- Born: Bangladesh
- Occupation: Professor
- Known for: Fellow of the Institute of Electrical and Electronics Engineers

= Kashem Muttaqi =

Bangladeshi-born Australian academic

Kashem Muttaqi is a Bangladeshi-born Australian academic who is a Distinguished Professor of electrical engineering at the University of Wollongong (UOW). He is recognized for his contributions to the fields of power and energy systems, particularly in the integration of renewable and distributed energy resources. Muttaqi is the Director of the Australian Research Council Industrial Transformation Training Centre in Energy Technologies for Future Grids (ARC Future Grids ITTC) and the Director of the Australian Power and Energy Research Institute (APERI) at UOW. He is an IEEE Fellow.

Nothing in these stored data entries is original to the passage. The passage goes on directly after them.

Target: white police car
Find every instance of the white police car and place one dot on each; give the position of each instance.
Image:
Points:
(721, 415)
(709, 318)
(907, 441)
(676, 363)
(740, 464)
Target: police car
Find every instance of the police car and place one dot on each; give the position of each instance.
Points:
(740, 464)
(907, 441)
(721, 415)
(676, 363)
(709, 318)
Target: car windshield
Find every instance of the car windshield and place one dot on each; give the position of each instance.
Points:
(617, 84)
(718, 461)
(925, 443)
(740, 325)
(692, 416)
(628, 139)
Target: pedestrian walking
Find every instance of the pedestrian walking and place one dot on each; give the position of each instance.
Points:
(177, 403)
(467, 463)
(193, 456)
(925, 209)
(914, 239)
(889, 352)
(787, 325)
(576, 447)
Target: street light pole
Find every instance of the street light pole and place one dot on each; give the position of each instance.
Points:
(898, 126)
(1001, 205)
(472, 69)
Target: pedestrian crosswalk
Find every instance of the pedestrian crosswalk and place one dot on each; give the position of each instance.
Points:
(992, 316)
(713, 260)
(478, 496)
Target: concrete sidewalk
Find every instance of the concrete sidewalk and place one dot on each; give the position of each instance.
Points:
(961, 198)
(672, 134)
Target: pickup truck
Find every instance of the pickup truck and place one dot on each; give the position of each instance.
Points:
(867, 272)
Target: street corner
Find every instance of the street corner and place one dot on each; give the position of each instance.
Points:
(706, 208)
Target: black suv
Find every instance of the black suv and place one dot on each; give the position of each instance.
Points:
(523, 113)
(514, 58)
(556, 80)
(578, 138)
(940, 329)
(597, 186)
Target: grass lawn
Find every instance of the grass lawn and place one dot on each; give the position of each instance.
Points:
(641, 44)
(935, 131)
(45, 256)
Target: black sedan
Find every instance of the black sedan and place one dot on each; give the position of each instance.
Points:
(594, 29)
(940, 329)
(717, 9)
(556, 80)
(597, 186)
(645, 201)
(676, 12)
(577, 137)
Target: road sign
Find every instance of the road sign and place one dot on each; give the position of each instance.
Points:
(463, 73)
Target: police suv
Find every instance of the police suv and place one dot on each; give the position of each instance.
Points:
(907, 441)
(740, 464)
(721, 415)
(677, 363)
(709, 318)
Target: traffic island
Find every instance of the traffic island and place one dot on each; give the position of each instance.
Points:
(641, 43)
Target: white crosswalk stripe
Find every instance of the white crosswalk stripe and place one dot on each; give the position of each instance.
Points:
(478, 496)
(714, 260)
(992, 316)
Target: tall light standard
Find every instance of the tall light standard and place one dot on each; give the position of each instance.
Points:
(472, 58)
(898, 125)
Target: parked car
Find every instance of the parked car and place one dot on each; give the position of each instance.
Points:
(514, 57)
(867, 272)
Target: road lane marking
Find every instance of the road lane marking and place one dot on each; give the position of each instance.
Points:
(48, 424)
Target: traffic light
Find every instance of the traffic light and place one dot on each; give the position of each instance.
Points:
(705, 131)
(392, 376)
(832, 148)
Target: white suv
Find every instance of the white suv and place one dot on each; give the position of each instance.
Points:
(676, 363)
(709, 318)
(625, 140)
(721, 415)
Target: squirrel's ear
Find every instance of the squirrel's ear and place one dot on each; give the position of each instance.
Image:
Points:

Muttaqi's research is focused on practical applications of electrical engineering, with an emphasis on addressing modern energy challenges. He has authored or co-authored over 500 papers in international journals and conference proceedings, covering topics such as power converters, electric vehicles, and smart grids. His work has been instrumental in the development of sophisticated models and control strategies for integrating distributed generation into existing power systems.

Muttaqi serves as the Editor-in-Chief of the IEEE Transactions on Industry Applications and is an Executive Board Member of the IEEE Industry Applications Society.